Member Profiles

Pat Harvey



The watercolourist, art tutor in Adult Education and television researcher/television producer Pat Harvey may best be described as an "evangelical Cocteau", after the multi-faceted twentieth-century French painter, poet and film director, Jean Cocteau.

As a watercolourist Pat specialises in urban, French and floral subjects. These watercolours hover at the borders of fantasy and reality.She has exhibited widely, including at Battersea Contemporary Art Fair, Brighton Festival and the Royal Institute of Painters in Watercolour, and her work is in collections in France, Sweden, the US and the Middle East. Like the artists she admires (Mary Fedden, Paul Nash, Winifred Nicholson, Mary Potter and Eric Ravilious) she aims to invest everyday subjects with an air of the extraordinary.

Her paintings of carnations in tin cans, butterfly-shaped gates on Camberwell Green, a rock-chick near the solemn statue of William Tyndale in London’s Embankment Gardens, a sinister stilt-man in a Normandy market or lovers in a Parisian park have the understated poetry of French cinema. Representational but with a dash of surrealism, they are miniature explosions of colour and light.
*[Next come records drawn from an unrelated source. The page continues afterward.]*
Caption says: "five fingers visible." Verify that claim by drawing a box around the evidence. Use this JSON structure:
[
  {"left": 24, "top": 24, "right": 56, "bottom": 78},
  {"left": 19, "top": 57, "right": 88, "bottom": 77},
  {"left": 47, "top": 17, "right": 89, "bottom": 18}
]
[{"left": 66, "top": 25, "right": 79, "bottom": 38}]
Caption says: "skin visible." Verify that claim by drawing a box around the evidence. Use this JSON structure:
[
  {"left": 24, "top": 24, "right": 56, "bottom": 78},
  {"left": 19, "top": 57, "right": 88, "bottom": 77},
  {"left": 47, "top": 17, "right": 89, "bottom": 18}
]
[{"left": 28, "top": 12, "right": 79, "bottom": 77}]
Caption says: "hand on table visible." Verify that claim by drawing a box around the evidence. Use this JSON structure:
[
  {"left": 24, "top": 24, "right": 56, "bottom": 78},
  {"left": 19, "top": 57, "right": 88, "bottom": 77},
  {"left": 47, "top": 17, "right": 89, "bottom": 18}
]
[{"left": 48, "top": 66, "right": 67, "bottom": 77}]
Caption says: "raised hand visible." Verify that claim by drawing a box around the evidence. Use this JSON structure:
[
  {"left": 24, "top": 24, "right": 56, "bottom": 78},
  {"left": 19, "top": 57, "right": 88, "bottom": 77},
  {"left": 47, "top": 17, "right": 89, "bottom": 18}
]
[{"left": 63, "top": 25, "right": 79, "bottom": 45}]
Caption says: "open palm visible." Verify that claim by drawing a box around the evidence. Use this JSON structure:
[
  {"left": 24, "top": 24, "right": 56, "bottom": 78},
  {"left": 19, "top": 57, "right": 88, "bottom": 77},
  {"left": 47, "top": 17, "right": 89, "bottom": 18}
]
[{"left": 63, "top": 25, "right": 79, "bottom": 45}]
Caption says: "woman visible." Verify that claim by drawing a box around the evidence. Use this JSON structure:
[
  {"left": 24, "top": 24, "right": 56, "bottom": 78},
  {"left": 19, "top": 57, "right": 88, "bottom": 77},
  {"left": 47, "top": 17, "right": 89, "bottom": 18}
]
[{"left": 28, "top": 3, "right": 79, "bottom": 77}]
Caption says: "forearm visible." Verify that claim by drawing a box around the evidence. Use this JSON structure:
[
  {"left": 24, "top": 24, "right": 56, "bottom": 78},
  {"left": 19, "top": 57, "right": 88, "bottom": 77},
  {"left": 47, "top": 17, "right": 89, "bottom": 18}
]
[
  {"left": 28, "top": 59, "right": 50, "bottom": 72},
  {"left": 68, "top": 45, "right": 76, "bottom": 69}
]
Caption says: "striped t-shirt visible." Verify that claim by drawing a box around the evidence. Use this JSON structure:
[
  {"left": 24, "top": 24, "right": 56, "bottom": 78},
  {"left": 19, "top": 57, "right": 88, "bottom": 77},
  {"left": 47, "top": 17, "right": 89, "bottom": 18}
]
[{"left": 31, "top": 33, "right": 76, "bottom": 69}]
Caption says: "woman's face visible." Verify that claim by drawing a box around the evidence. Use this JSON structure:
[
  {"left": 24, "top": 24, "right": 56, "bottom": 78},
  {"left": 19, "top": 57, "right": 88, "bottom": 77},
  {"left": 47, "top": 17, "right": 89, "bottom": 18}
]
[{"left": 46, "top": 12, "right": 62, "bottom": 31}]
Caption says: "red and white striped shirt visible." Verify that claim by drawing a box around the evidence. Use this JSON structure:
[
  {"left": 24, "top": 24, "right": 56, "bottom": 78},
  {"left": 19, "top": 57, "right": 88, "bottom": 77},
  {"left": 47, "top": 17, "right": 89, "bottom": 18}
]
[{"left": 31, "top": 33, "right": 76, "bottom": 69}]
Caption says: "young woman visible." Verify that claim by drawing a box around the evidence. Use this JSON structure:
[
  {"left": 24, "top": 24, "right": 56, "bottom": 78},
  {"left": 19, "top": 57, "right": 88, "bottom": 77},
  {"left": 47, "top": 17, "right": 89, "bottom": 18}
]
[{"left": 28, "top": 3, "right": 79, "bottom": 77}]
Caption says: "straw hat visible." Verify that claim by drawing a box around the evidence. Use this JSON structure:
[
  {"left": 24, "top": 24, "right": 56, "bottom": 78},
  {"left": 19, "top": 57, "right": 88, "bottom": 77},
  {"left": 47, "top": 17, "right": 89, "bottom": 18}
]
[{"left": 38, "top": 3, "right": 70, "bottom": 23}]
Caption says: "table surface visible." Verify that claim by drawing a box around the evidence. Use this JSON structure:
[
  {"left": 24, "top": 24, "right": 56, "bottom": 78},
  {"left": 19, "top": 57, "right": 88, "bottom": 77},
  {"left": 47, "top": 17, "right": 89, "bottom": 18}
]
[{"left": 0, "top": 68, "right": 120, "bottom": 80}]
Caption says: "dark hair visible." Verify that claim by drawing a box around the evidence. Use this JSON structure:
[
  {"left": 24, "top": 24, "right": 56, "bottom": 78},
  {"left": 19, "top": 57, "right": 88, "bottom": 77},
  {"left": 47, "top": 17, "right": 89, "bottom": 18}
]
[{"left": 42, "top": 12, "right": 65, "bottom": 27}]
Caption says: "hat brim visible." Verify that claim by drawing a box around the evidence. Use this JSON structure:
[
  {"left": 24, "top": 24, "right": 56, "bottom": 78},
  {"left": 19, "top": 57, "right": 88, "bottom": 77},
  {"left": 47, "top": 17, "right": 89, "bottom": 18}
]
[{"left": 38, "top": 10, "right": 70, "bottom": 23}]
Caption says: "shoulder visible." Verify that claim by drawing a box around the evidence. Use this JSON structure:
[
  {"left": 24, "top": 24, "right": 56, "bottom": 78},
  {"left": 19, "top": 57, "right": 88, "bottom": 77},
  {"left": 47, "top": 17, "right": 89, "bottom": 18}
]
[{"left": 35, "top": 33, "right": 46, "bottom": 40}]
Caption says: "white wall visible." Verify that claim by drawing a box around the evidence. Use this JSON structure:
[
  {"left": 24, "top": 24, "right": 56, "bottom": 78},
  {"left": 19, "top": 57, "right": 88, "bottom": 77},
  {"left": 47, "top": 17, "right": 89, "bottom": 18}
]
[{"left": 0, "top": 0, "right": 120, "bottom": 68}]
With a natural talent for painting, Pat also looked for means of expressing ideas through film and television, first as a film editor, and later by presenting her own ideas for programmes. Her successes include Arena and the South Bank Show, ranging from the French director, Marcel Carne, to the French Chanson, starring Juliette Greco and Charles Aznavour, and archive research on an Edith Piaf documentary for an independent company working for BBC2 and 4 via BBC Wales. There has also been corporate work on highly technical subjects for The Big Yellow Feet Company (2007).

Artists often find difficulty in organizing and marketing their work. In 2006 Pat was approached by Sussex Business Link, a government-sponsored organisation dedicated to assisting small businesses. A consultant has visited her every twelve months to help her organise her work, build an effective timetable, and give direction to her efforts. Pat cannot speak too highly of this assistance.

She now paints in three categories: ’marketable’ paintings on French themes, often turned into inexpensive prints (eg Quai de Bercy, Moulin Rouge, Café de Flore, Patisserie and 2CV, and the best-selling Bicyclettes de Bastille); illustrations for book-jackets (eg for a WW2 novel to be published Autumn 2008) and CD booklets, and creative paintings irrespective of the market (The Great British Takeaway). She reviews art exhibitions for Third Way (Cezanne, Francis Bacon, The Camden Town Group), and maintains close links with several independent television production companies with whom she is developing her own ’slate’ of proposals: A Power of Good (drama series about the Christian roots of public service); Watercolour - A Very British Art; and a DVD for visitors to lighthouses.

See the following websites for samples of Pat’s work: www.sgfa.org.uk and www.saatchi-gallery.co.uk/yourgallery


When asked about her contact with the ACG, Pat commented: ’Born in 1942 to a literary father and an artistic mother I became an evangelical Christian at the age of seventeen and was shattered by the Philistinism of the churches. A black hole ensued. In God’s providence L’Abri Fellowship introduced me to the teachings of Francis Schaeffer which showed that within the Christian scheme of things there must be a Creation Theology. The logical sequel of this was the Arts Centre Group’. A long-time ACG member, Pat forged friendships which grew naturally out of the unique ACG soil of being ’thoroughly Christian and thoroughly professional’, friendships which she still treasures today. In 1998 Pat Harvey founded a West Sussex branch of ACG with the intriguing name of The Lighthouse Café Club, now celebrating its tenth anniversary.